Photo of Constance Mussa at OPEN FORUM
Constance Mussa’s OPEN FORUM research offers a window into the minds of COPD patients on LTOT.

In this edition of our OPEN FORUM Series, Constance Mussa, PhD, RRT, RRT-NPS, assistant professor in the department of cardiopulmonary sciences at Rush University in Chicago, IL, explains how and why she embarked on her Editors’ Choice-winning study on COPD patients who use long-term oxygen therapy.

Why did you decide to conduct the study, “Perspectives from COPD Subjects on Long-Term Oxygen Therapy (LTOT) Devices”? What piqued your interest in this topic?

The study is a follow-up to a previous study I conducted in which individuals with COPD responded to a survey designed to determine how the LTOT devices they use affect their perceived mobility and quality of life. The final survey question was open-ended and invited the survey participants to write anything they wanted to share about their experiences with LTOT devices. I was absolutely stunned to see that over 300 participants wrote detailed responses about their experiences with LTOT devices that were poignant as well as intriguing.

Was this your first time conducting a research study? If not how many other studies have you conducted and where have you presented them or had them published?

No, I have conducted several research studies, and have presented at the AARC OPEN FORUM, the Rush University Research Forum, and the Americas Conference on Information Systems. I have had two original research papers and a special article published in RESPIRATORY CARE.

What did you do to gain support from your organization to conduct this study?

After reading some of the survey participants’ comments, it was obvious to me that they contained very important information about the impact of LTOT devices on COPD patients’ quality of life, but the comments needed to be analyzed using a formal qualitative methodology. I knew that this undertaking would require a considerable amount of time and expertise, as well as qualitative data analysis software. Consequently, I discussed the merits of conducting the study with the chairperson of my department, David Vines, and he provided all the support needed to conduct the study.

What were the biggest challenges you faced as you carried out the study and how did you overcome them?

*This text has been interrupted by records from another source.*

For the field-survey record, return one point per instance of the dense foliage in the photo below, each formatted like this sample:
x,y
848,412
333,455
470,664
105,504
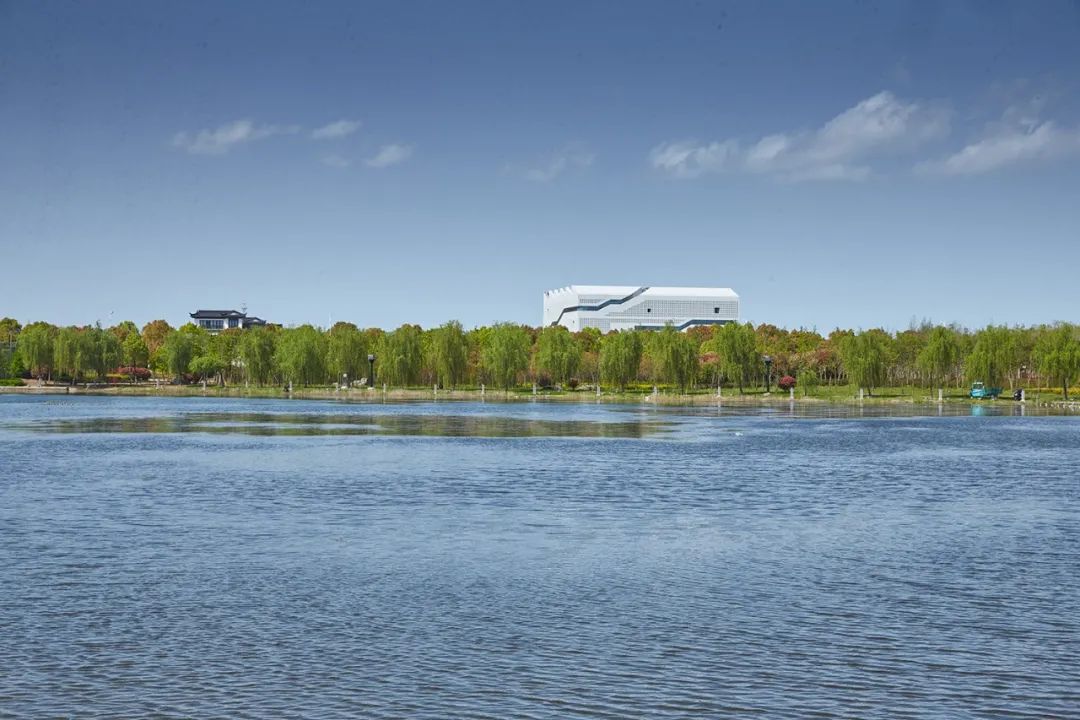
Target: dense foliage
x,y
509,355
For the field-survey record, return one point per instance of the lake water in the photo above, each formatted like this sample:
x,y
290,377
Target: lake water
x,y
297,559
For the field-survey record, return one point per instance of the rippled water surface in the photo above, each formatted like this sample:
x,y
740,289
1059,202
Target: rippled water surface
x,y
298,559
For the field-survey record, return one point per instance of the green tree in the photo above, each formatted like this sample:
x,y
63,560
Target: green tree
x,y
674,357
620,357
507,354
737,345
994,356
346,352
135,352
449,354
256,354
178,350
864,356
75,352
154,334
300,355
122,329
401,356
940,356
9,329
106,351
1057,356
36,348
207,365
557,353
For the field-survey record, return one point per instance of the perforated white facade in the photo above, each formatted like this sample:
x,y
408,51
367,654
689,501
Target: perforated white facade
x,y
620,308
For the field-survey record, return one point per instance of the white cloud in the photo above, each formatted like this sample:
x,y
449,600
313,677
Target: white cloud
x,y
390,154
335,161
840,149
336,130
558,163
1020,136
687,159
221,139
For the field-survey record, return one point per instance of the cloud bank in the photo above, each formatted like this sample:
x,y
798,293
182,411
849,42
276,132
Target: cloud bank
x,y
224,138
336,130
390,154
841,149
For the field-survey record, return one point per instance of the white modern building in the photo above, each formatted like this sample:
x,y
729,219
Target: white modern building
x,y
622,308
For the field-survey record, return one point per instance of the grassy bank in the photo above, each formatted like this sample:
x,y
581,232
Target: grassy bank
x,y
637,394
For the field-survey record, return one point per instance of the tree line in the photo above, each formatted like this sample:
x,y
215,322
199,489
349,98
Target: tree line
x,y
508,355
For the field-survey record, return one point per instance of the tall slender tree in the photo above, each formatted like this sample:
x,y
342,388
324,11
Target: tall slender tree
x,y
620,358
1057,354
507,354
448,354
557,353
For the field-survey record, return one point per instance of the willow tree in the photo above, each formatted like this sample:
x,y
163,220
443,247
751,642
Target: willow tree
x,y
448,354
994,356
620,357
135,352
72,351
558,354
505,354
940,355
154,334
178,350
401,356
35,347
256,353
674,357
346,352
864,356
737,345
1057,356
300,355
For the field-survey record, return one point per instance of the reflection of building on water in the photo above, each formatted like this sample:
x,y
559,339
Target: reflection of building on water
x,y
628,308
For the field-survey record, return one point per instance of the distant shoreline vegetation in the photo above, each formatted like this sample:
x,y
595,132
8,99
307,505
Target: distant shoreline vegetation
x,y
508,356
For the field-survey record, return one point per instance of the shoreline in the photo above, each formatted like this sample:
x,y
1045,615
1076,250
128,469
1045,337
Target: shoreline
x,y
375,395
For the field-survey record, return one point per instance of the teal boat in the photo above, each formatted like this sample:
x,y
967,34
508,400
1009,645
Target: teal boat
x,y
980,392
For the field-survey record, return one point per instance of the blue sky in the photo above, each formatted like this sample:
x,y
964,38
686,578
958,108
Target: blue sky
x,y
837,164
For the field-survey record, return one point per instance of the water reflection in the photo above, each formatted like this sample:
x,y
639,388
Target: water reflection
x,y
284,424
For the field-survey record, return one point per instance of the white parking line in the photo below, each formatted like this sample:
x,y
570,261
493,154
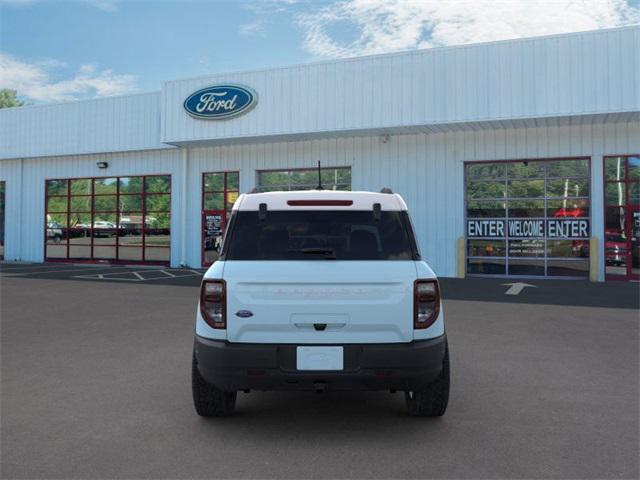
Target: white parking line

One of the biggest challenges was cleaning up and organizing the data, which required the help of qualitative data analysis software that was very expensive. Additionally, I had never conducted qualitative research, and so that was rather daunting, and I also had no idea how to use any of the available qualitative data analysis software. The cost problem was resolved by initially using a trial version of the software, and subsequently, the respiratory care graduate student who worked with us on the study eventually found a vendor who offered discounted student pricing for the software. I spent months learning to use the software and then sought the expertise of two qualitative researchers to help with the data analysis.

How difficult was it to work the study into your normal job responsibilities and how did you alter your work routine to make it happen? Do you think it was worth the time and effort?

Research in general is very time consuming, but this research involved a fairly steep learning curve in terms of both the research methodology and software. Consequently, this research consumed a lot of my time outside of work hours. However, it was well worth the effort to see the data “come alive” and tell the participants’ stories.

How did it feel to learn that your abstract had been accepted to the OPEN FORUM — and most especially, that it was selected for the Editor’s Choice session?

Having an abstract accepted to the OPEN FORUM was an honor that made me feel like the hard work that my co-authors and I put into the study was well compensated. It was as if our work had been given legitimacy. I was speechless with awe when I was informed that the study had been selected for the Editors’ Choice session, and whenever I think about it, even now, it puts a spring in my step; it is so amazing to me that we received this honor.

How do you think conducting a study like this and having it accepted to the OPEN FORUM is helping to further your career in respiratory care?

Having the study accepted to the OPEN FORUM is very encouraging because it’s as if we got two “thumbs up” from our fellow RTs and the research community. Acceptance of the study abstract to the OPEN FORUM pushed me and my co-authors to complete and submit the manuscript to RESPIRATORY CARE for possible publication. I can happily report that the manuscript for the study was recently accepted for publication in the Journal.

What advice do you have for other therapists who might like to follow in your footsteps, but just don’t know how to get started?

I would urge respiratory therapists interested in research to pay close attention to problems they encounter in their everyday work, then talk to their colleagues at work, conferences, and other venues to see if they have encountered the same problem. If it indeed seems to be a problem that is not confined to a single organization, doing a quick search can provide more detailed information about the problem, including information about whether and how the problem should be studied.

Are you planning to conduct more studies in the future? If so, what will you study next and why?

Yes, I am planning to conduct several studies that center around the development of standardized terminologies for respiratory care. There is an urgent need for us as respiratory therapists to be able to definitively link our interventions to patient outcomes so that we can demonstrate our value to patient care. Currently, this is very difficult to do because there are no standard labels that respiratory therapists use to identify specific patient problems for which we provide diagnostic and/or therapeutic interventions. This seriously hampers concise, accurate patient-centered respiratory care documentation in the electronic health record, which in turn prevents easy retrieval of information about the care we provide.